Like any living creature, royal plecos deal with a multitude of diseases and ailments. Knowing these ailments and their symptoms is important in catching them early. If a disease is caught early enough, it may be treatable.
Without the knowledge of common diseases in a royal pleco, your fish can get sick and die. If you want your royal pleco to live its life the happiest and healthiest, become familiar with the following diseases.

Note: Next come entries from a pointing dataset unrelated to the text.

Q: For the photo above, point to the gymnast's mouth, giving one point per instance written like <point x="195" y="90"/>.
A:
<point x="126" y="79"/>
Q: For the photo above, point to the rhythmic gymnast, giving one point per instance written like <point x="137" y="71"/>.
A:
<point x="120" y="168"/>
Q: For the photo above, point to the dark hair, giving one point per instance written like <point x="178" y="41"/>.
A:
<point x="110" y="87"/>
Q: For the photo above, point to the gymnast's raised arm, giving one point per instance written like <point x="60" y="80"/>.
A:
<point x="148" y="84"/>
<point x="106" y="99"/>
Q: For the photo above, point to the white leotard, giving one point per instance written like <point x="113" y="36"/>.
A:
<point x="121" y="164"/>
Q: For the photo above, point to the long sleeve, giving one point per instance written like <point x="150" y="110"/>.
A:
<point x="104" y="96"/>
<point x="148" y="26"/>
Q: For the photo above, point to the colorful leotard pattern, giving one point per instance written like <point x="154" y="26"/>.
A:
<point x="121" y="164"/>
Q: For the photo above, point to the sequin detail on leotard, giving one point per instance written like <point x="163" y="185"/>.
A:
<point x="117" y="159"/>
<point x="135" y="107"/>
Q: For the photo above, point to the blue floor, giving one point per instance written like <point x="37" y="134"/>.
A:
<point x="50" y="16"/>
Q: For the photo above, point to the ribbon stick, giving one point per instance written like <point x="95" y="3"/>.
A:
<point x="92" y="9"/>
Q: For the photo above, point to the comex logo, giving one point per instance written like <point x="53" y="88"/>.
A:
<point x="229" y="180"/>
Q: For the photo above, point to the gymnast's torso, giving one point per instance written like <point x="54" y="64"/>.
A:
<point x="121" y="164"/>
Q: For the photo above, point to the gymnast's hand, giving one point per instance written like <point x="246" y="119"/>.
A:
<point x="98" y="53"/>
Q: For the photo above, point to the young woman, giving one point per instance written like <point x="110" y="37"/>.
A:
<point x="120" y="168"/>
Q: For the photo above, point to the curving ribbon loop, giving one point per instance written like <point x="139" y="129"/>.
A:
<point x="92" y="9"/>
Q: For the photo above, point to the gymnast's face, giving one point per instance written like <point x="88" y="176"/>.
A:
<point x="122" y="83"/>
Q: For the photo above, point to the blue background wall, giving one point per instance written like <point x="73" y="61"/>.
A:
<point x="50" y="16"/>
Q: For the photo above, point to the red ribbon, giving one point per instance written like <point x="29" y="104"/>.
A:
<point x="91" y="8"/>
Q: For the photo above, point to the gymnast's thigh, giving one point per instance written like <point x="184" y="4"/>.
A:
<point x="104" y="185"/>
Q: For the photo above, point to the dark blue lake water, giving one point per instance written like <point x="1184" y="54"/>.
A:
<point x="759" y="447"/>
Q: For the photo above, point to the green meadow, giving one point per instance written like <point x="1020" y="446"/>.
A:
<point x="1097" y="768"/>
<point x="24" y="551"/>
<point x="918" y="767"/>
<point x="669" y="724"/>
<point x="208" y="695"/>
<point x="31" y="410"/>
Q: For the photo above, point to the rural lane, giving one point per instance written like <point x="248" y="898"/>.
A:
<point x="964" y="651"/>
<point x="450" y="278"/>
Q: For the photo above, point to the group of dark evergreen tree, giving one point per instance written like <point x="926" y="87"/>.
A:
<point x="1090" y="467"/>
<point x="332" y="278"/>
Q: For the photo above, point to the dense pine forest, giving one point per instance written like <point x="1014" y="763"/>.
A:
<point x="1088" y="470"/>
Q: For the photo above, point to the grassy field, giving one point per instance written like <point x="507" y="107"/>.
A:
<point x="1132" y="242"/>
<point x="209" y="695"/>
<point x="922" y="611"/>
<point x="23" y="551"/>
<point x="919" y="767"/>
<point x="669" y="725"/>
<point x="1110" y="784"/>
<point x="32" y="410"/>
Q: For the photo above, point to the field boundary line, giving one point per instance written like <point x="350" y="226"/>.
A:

- Ich – Parasitic disease that causes white spots
- Dropsy – Bacterial disease causing discoloration
- Fin Rot – Bacterial disease that causes lethargy or loss of appetite
- Fish Fungus – Fungal growths that look white or grayish on the pleco’s body
- Pop Eye – Bacterial infection that causes protruding eyes
- Hole in the Head – An unknown cause that has symptoms of small indentation in the fish’s head
All of these diseases are important to become familiar with. A healthy diet and a good immune system help the royal plecos fight off these bacterial or fungal diseases.
Potential Tank Mates
Royal plecos do well with other fish species but not with other royal plecos or fish in the catfish species. If another pleco is introduced to the tank, it can trigger aggression. Keep this in mind when finding tank mates for your royal pleco.
While royal plecos are aggressive towards their kind, they have a peaceful temperament towards other species. The list of fish below is good candidates for tank mates of a royal pleco.
- Silver Dollar Fish
- Rummy Nose Tetra
- Flag Cichlids
- Congo Tetra
- Silver Arowana
- Black Skirt Tetra
If you choose a fish from this list, your royal pleco should do well in a tank with its mates!